It is difficult to envision today that Yahoo! predates Google by more than three years and that, at the turn of the century, Yahoo! was the go-to Internet company and not Google.
The paths of the two companies diverged considerably; it is Google whose eponymous search engine is used as a verb, while Yahoo! is known more for its astute investment in Alibaba than for its search prowess. To show how the two companies--Yahoo! and Google--are joined at the hip, the book traces the vicissitudes of Marissa Mayer, the highly photogenic CEO of the former, who landed her job after a high-profile career at Google. By using a number of sources and voluminous secondary research, Nicholas Carlson gives us a riveting fly-on-the-wall portrait of both a charismatic company and a CEO who seems to have it all.
Having survived the death throes of the Internet bust in 2000, Yahoo!’s fortunes began to nosedive a few years later. Perhaps it was its confused identity--was it a technology company or was it a media company?--or a lack of leadership. Whatever the cause was, it went through CEOs in quick succession, culminating in the embarrassingly short tenure of Scott Thompson, who exited the company because he had falsified his resume. Enter Marissa Mayer.

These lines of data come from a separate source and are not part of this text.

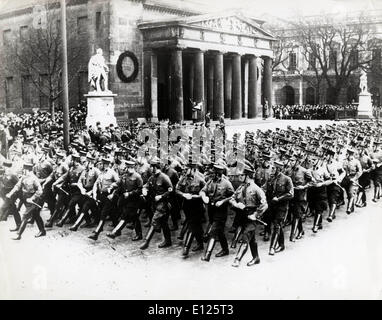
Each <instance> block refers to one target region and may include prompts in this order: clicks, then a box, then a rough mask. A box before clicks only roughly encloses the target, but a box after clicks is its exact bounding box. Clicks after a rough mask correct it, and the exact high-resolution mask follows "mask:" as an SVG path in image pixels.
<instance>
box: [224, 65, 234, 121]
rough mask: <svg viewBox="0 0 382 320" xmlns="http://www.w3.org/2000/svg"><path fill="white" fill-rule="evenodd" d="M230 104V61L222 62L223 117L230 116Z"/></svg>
mask: <svg viewBox="0 0 382 320" xmlns="http://www.w3.org/2000/svg"><path fill="white" fill-rule="evenodd" d="M231 105H232V62H231V60H225V62H224V113H225V118H231Z"/></svg>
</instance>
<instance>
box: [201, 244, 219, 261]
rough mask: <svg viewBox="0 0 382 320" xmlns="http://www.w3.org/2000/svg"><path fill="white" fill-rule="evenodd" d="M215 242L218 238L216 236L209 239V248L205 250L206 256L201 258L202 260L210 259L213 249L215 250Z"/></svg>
mask: <svg viewBox="0 0 382 320" xmlns="http://www.w3.org/2000/svg"><path fill="white" fill-rule="evenodd" d="M215 243H216V240H215V239H214V238H211V239H210V240H209V241H208V245H207V249H206V251H205V252H204V256H203V257H202V258H201V259H202V261H207V262H208V261H210V259H211V254H212V251H213V250H214V247H215Z"/></svg>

With her considerable success at Google, Yahoo!’s board of directors believed they had struck gold when they hired her to lead Yahoo!. Carlson traces the arc of Mayer’s tenure as Yahoo!’s CEO--much of the gold
has turned to dust, and even her vaunted product expertise hasn’t led to revenue growth at Yahoo!.
Carlson is a Silicon Valley insider in that he has covered technology companies for many years. It shows both in his writing and in his voluminous Rolodex of contacts that he uses to give us a plausible portrait of a company and its inner workings.